Pourtant, les cultures vivrières traditionnelles telles que le mil en Afrique de l’Ouest ou le manioc en Afrique centrale peuvent être valorisées sous forme de produits transformés qui permettent à la fois de dégager des revenus et d’offrir aux habitants des villes des denrées produites localement. Illustrations au Cameroun et en République démocratique du Congo (RDC).
Expériences de terrain
Les groupements de femmes sont devenus un dispositif classique de la coopération au développement. Ces initiatives peuvent s’avérer fructueuses si elles s’appuient sur des dynamiques locales préexistantes. Il existe en effet, sur le terrain, de nombreux modes d’organisation et mécanismes de solidarité informels autogérés par des femmes.
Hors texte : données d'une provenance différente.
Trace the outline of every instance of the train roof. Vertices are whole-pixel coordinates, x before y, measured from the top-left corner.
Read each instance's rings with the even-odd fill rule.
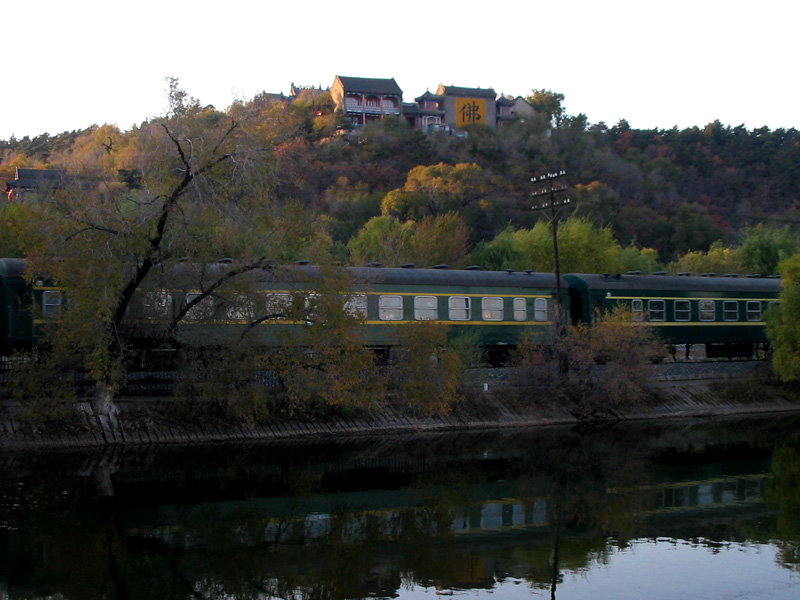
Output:
[[[475,286],[555,288],[552,273],[535,271],[482,271],[468,269],[416,269],[397,267],[350,267],[357,283],[400,286]]]
[[[628,290],[676,292],[755,292],[779,294],[780,279],[768,277],[719,277],[683,275],[637,275],[571,273],[564,278],[570,287],[585,290]]]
La mutualisation des forces de travail et des ressources est un aspect central. Les paysannes s’entraident selon un système de tours de travail pour les principales besognes champêtres (semailles, repiquage, récolte, etc.). A côté de leurs parcelles individuelles, elles cultivent souvent un champ collectif dont le produit sert à couvrir des dépenses communes. Un système de tontines collecte l’épargne des membres afin de financer des dépenses familiales urgentes (santé, éducation, etc.) et des investissements productifs.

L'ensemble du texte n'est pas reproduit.